The Treg response during persistent colonization of the oral mucosa with C. albicans. (A–F) WT mice were sublingually infected with strain 101 or SC5314 and cervical lymph node cells were analyzed on day 7 or day 18–21 as indicated. (A,B) Lymph node cells were re-stimulated with MutuDC1940 cells that were pulsed with heat-killed C. albicans or left unpulsed for 5 h in the presence of Brefeldin A. IL-17A production by CD3⁺CD4⁺ cells was analyzed by intracellular cytokine staining and flow cytometry. (C,D) The frequency of Foxp3-expressing cells within the CD4⁺ lymphocyte compartment was assessed by flow cytometry. (E,F) PD-1, TIGIT, and Tim-3 expression by CD4⁺Foxp3⁺ Treg cells was analyzed by flow cytometry. (G–J) Il10-Thy1.1 reporter mice were sublingually infected with strain 101 or SC5314 or left naive. IL-10 expression by Foxp3⁺ Tregs and Foxp3⁻ effector T cells was assessed in the cervical lymph nodes (G,H) and in the tongue (I,J) on day 21 post-infection by flow cytometry. Cells were pregated on CD90⁺CD4⁺ (G,H) or on CD45.2⁺CD3⁺ (I,J), respectively. Representative FACS plots are shown in (A, C, G, I); summary plots with data pooled from at least 2 experiments with 6–9 animals per infected group and 3–4 animals per naive group are shown in (B, D–F, H, J), with the exception of the right plot in (D), where data are from a single experiment with 3 animals per group. In B, Statistics were calculated using t-test. In (D–F, H, J), statistics were calculated using one-way ANOVA. *p < 0.05.

Figure 5

The absence of Tregs or IL-10 does not compromise persistence of strain 101 in the oral epithelium. (A–C) DEREG mice and control littermates were sublingually infected with C. albicans strain 101 and treated with diphtheria toxin on day 11 and 13 after the antifungal response was fully established. One day after the last treatment, the mice were sacrificed for analysis. (A) Treg depletion efficiency was analyzed in the cervical lymph nodes by flow cytometry. Data are the % of Foxp3⁺ cells within the population of CD4⁺ viable cells. (B) Lymph node cells were re-stimulated with MutuDC1940 cells that were pulsed with heat-killed C. albicans or left unpulsed for 5 h in the presence of Brefeldin A. IL-17A (left) and IFN-γ (right) production by CD3⁺CD4⁺ cells was analyzed by intracellular cytokine staining and flow cytometry. (C) The fungal burden was determined by plating tongue homogenates on YPD agar.

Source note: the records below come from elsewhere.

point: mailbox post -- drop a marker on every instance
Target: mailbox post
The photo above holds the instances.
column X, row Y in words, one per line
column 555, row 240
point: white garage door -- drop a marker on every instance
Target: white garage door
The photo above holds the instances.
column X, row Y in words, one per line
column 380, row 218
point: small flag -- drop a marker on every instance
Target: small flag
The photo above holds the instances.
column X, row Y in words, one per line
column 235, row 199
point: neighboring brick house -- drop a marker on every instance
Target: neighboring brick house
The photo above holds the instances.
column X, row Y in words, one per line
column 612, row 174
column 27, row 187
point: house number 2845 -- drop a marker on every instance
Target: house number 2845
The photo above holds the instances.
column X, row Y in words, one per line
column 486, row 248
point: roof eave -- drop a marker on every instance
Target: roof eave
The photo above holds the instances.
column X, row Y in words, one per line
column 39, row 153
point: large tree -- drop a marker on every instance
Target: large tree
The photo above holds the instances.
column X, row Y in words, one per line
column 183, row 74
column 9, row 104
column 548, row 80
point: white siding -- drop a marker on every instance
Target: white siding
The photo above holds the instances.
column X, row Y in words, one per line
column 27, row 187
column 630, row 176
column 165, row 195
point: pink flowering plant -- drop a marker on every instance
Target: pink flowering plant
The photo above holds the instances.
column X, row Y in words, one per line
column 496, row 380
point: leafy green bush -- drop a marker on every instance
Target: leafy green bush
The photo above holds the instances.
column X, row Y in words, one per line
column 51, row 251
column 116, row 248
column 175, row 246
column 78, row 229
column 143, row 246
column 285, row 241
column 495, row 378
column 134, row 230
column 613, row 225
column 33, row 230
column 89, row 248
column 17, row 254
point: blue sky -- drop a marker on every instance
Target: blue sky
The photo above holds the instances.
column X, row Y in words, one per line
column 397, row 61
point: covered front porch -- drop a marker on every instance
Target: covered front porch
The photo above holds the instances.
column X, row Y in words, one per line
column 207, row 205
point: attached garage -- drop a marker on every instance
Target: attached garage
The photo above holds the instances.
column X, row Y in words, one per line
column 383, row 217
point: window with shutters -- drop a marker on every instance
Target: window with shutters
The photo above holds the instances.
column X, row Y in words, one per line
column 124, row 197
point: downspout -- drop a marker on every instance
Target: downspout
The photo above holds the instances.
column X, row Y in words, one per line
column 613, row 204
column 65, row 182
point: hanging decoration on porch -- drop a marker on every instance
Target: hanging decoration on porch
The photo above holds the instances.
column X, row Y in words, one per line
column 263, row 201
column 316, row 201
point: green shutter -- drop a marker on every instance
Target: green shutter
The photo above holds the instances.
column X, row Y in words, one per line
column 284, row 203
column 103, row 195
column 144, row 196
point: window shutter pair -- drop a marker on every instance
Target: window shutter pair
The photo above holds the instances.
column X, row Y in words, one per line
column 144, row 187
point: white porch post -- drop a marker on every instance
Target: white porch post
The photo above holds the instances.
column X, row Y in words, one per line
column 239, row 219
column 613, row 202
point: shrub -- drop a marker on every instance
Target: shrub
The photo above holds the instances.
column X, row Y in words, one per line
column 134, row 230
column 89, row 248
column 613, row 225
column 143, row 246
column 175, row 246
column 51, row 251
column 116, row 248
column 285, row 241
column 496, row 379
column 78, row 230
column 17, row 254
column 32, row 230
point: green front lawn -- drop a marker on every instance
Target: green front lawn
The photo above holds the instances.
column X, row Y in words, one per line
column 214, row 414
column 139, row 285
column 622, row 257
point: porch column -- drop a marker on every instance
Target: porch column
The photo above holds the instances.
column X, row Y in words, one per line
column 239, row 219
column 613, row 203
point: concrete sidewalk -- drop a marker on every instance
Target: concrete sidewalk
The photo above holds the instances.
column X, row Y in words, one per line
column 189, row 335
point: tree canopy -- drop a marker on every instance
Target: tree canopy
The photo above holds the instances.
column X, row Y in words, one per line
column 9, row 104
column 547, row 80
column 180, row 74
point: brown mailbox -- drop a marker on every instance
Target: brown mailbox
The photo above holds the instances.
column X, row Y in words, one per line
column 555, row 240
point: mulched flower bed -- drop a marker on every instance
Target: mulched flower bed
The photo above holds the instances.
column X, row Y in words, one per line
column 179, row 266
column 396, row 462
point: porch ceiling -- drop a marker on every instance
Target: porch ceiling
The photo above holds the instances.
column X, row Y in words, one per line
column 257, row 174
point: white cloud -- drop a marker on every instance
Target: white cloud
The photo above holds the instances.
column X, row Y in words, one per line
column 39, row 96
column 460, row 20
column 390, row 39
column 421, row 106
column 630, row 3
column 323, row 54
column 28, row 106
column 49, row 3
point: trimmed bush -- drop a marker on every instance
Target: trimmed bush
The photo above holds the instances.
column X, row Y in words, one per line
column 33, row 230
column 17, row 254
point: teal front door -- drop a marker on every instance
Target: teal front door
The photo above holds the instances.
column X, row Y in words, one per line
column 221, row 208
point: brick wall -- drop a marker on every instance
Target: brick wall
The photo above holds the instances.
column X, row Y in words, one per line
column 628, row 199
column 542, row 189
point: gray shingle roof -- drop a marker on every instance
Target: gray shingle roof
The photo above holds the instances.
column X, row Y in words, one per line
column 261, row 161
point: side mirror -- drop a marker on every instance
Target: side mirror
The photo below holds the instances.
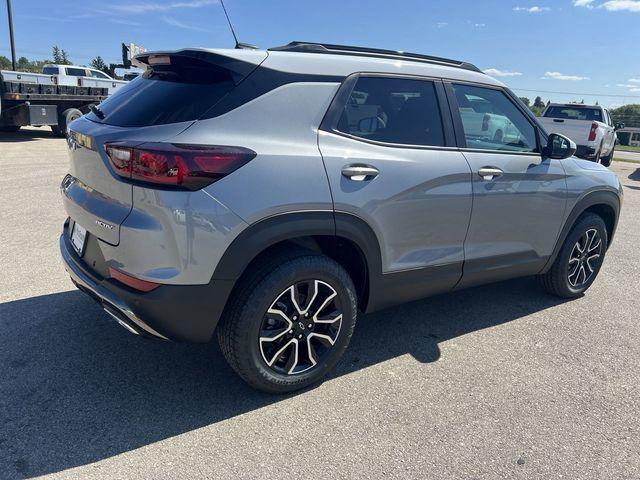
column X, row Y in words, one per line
column 559, row 147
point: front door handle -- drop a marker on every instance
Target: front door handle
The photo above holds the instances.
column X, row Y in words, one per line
column 489, row 173
column 359, row 173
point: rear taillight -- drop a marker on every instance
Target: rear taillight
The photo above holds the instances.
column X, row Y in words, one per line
column 190, row 167
column 133, row 282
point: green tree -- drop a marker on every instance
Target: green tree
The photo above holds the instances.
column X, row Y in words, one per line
column 538, row 103
column 60, row 56
column 5, row 63
column 627, row 114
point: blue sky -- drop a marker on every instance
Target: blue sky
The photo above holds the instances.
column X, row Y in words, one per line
column 577, row 46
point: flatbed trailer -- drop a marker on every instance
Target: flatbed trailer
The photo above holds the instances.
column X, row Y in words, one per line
column 37, row 99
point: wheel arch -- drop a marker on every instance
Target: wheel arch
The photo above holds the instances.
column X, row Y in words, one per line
column 604, row 203
column 344, row 237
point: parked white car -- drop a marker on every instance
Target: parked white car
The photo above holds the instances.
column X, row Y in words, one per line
column 76, row 75
column 589, row 126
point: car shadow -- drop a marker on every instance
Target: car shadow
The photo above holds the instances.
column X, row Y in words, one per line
column 635, row 175
column 26, row 135
column 77, row 388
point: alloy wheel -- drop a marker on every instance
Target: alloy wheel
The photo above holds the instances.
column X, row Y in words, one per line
column 585, row 258
column 300, row 327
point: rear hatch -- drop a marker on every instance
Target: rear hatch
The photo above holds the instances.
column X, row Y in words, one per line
column 176, row 89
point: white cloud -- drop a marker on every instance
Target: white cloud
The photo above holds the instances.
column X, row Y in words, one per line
column 177, row 23
column 611, row 5
column 494, row 72
column 144, row 7
column 534, row 9
column 562, row 76
column 620, row 5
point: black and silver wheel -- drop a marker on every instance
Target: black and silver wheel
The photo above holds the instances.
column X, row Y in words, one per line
column 289, row 324
column 579, row 260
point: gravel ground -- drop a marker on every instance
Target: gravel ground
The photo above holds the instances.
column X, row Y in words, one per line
column 500, row 381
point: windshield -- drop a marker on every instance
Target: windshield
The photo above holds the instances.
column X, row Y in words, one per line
column 574, row 113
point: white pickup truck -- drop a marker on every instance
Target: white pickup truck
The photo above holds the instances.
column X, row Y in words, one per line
column 589, row 126
column 55, row 97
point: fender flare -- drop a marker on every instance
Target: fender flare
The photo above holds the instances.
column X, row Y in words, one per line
column 596, row 197
column 288, row 226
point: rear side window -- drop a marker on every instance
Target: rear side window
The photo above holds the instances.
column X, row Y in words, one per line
column 491, row 121
column 76, row 72
column 182, row 91
column 393, row 110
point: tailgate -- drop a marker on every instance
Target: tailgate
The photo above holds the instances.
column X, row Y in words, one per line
column 94, row 196
column 576, row 130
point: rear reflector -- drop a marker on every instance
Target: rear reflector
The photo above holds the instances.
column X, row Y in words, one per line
column 190, row 167
column 133, row 282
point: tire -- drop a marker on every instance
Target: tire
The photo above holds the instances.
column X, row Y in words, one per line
column 64, row 119
column 10, row 129
column 263, row 339
column 606, row 161
column 559, row 280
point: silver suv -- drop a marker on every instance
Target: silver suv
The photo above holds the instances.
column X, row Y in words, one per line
column 269, row 196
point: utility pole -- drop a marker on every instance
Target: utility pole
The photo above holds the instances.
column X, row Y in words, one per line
column 13, row 46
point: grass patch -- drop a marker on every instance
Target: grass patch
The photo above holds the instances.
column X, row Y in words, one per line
column 625, row 160
column 627, row 148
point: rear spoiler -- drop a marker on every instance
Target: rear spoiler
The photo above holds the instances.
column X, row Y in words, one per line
column 239, row 62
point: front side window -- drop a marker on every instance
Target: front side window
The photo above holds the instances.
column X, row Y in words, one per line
column 393, row 110
column 76, row 72
column 491, row 121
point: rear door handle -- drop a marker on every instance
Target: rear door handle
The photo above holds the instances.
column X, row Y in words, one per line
column 359, row 173
column 489, row 173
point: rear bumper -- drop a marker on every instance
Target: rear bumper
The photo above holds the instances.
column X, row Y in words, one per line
column 187, row 313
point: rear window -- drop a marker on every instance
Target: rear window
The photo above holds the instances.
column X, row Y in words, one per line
column 575, row 113
column 180, row 92
column 76, row 72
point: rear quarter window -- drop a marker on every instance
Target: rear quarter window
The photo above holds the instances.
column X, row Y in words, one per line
column 182, row 91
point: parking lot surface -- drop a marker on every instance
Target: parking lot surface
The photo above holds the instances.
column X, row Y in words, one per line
column 500, row 381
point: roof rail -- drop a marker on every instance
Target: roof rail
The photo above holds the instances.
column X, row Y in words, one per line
column 312, row 47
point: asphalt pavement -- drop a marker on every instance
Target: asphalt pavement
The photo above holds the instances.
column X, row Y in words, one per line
column 501, row 381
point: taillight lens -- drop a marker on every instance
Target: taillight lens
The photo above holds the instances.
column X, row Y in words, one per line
column 190, row 167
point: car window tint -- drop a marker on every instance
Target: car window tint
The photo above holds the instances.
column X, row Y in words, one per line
column 393, row 110
column 577, row 112
column 491, row 121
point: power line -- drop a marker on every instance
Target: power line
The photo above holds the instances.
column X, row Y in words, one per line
column 577, row 93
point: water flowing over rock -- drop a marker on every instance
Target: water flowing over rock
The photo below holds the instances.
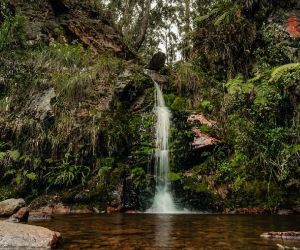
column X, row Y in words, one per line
column 20, row 236
column 163, row 201
column 157, row 61
column 10, row 206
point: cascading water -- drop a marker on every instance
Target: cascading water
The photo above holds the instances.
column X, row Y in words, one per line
column 163, row 201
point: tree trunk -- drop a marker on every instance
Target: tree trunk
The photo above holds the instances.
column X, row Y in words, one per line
column 144, row 25
column 187, row 29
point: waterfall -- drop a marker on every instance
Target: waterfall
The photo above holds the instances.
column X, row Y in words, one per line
column 163, row 200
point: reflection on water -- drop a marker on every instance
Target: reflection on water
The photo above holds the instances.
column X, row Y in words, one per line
column 163, row 228
column 170, row 231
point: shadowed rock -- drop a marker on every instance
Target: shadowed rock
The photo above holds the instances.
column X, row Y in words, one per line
column 20, row 236
column 290, row 235
column 72, row 21
column 157, row 61
column 20, row 216
column 10, row 206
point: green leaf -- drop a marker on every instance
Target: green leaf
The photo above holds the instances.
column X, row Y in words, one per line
column 31, row 176
column 14, row 155
column 2, row 155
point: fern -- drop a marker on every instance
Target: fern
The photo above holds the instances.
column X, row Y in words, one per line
column 279, row 72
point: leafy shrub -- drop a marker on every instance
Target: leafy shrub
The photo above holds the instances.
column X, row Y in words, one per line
column 12, row 32
column 67, row 174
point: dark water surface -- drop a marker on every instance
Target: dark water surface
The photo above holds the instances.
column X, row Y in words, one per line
column 184, row 231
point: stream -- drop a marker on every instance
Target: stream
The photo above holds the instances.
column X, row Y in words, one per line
column 170, row 231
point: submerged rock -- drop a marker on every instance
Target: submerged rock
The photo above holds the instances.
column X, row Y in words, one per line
column 249, row 211
column 10, row 206
column 20, row 216
column 285, row 212
column 290, row 235
column 26, row 236
column 39, row 216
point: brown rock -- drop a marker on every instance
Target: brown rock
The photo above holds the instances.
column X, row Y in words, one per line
column 158, row 61
column 249, row 211
column 20, row 236
column 39, row 216
column 72, row 20
column 202, row 140
column 20, row 216
column 285, row 212
column 82, row 211
column 10, row 206
column 201, row 119
column 291, row 235
column 118, row 209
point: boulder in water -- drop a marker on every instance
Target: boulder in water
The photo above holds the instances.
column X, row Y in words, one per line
column 10, row 206
column 21, row 236
column 20, row 216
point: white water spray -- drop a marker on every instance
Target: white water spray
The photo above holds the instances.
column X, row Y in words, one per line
column 163, row 201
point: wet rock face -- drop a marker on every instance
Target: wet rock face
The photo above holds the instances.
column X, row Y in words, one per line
column 22, row 236
column 291, row 235
column 40, row 105
column 158, row 61
column 20, row 216
column 10, row 206
column 72, row 21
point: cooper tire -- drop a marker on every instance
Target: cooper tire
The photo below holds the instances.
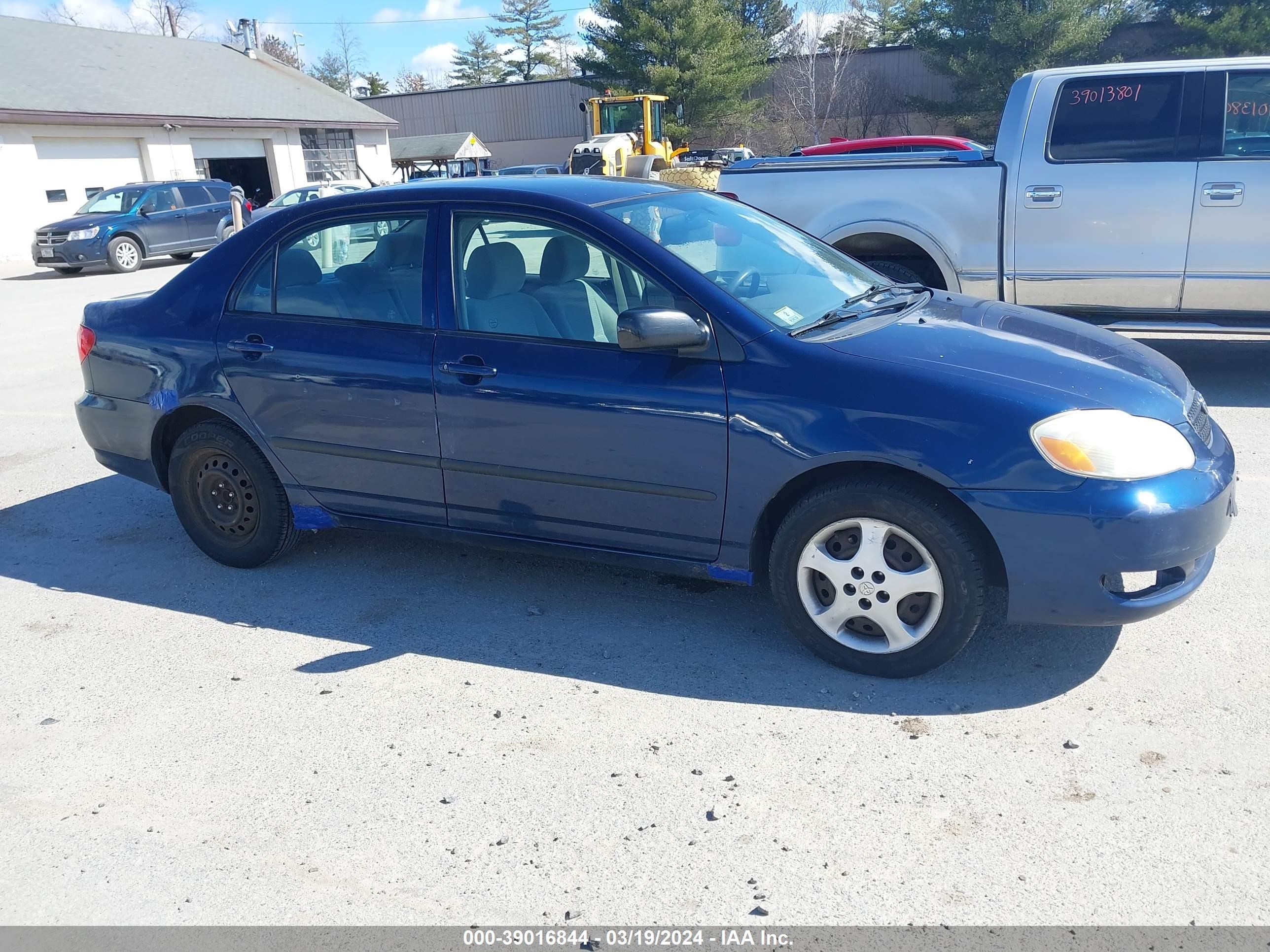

Each bar represents the mean + SD of 3 to 4 mice per group. Data are from one out of two independent experiments. (D,E) IL-10-deficient mice and WT controls were sublingually infected with C. albicans strain 101 and analyzed on day 9 post-infection. (D) Lymph node cells were re-stimulated and analyzed for IL-17 (left) and IFN-γ (right) production as in B. (E) Tongue fungal burdens were analyzed as in C. Each bar represents the mean + SD of 8–9 mice per group pooled from two independent experiments. Statistics were calculated using unpaired t-Test. ***p < 0.001.